Agentic Systems

11 min read

Keel: The Leash for Agentic SDLC Management

The model and the harness cover two-thirds of agentic engineering. The missing layer is the host: a CLI state machine that enforces shared physics for both humans and agents. High-fidelity CLI output: flow dashboards, knowledge graphs and structured status is not decoration. It's how agents read board state without hallucinating the parts they cannot see.

2026-04-03

Most conversations about agentic engineering focus on two things: the model and the harness. The model reasons, writes code, and makes decisions. The harness orchestrates tool calls, manages context, and coordinates multi-step workflows. Together, they're powerful. Together, they're still missing something.

The missing layer is the host. Not the model. Not the harness.

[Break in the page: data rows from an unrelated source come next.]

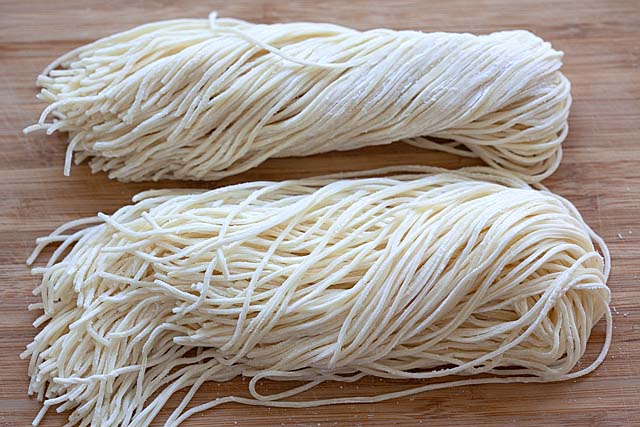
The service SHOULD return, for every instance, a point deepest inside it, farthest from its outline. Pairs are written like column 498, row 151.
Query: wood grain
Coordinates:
column 600, row 174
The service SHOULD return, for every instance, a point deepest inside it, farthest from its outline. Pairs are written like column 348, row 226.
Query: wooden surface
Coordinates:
column 600, row 173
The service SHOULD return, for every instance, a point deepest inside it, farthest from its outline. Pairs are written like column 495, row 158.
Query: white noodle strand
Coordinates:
column 413, row 272
column 204, row 99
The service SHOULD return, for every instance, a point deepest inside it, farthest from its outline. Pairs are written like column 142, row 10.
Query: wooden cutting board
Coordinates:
column 600, row 173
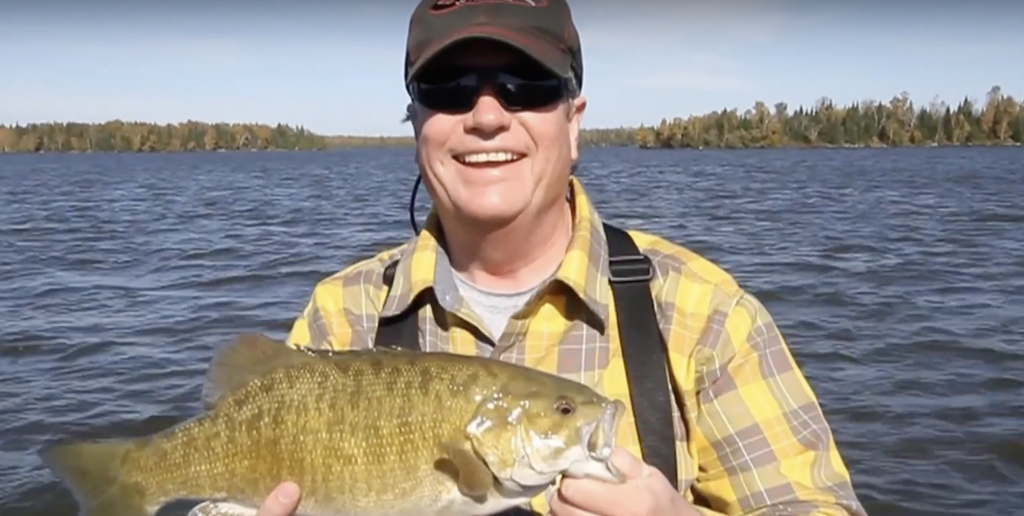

The persistent, rule-enforcing system that governs what work is valid, what evidence is required, and what constitutes done: regardless of who or what is doing the work.

Without a host that enforces shared physics, you don't have a governed system. You have a capable-but-unaccountable agent.

Keel is that host. It's a CLI state machine that both humans and agents must operate through. The leash isn't a constraint on what the model can reason about it's a guarantee of what the system will enforce.

The model and harness cover two-thirds of the picture

A language model brings extraordinary capability: it can read a codebase, understand a spec, write a solution, explain a tradeoff, and navigate ambiguity. A harness brings coordination: it structures tool calls, manages the context window, routes subtasks, and keeps the agent loop running.

But neither answers the foundational questions that govern a software delivery team:

What rules constrain the work? Not prompt-level suggestions, structural invariants that persist across sessions and actors.
What constitutes done? Not the model's assertion that it's complete, verifiable evidence the system can check.
Where is human judgment required? Not inferred from context, explicit gates that halt execution until a human decides.
What's the shared state? Not reconstructed from a context window: persistent, git-auditable truth that survives session boundaries.

Without a host layer that answers these questions structurally, every session starts with renegotiation. The model re-reads the codebase. The harness reconstructs intent from conversation history. Humans re-verify things they already approved. The agent loop restarts from scratch.

This isn't a capability problem. It's a governance problem.

The design pattern: CLI state machine as host

The pattern Keel implements is deceptively simple: every actor, human or agent interacts with the board through the same CLI state machine. The machine defines the physics. The machine enforces the transitions. The machine records the evidence. Neither the model's capability nor the harness's coordination changes what the machine will allow.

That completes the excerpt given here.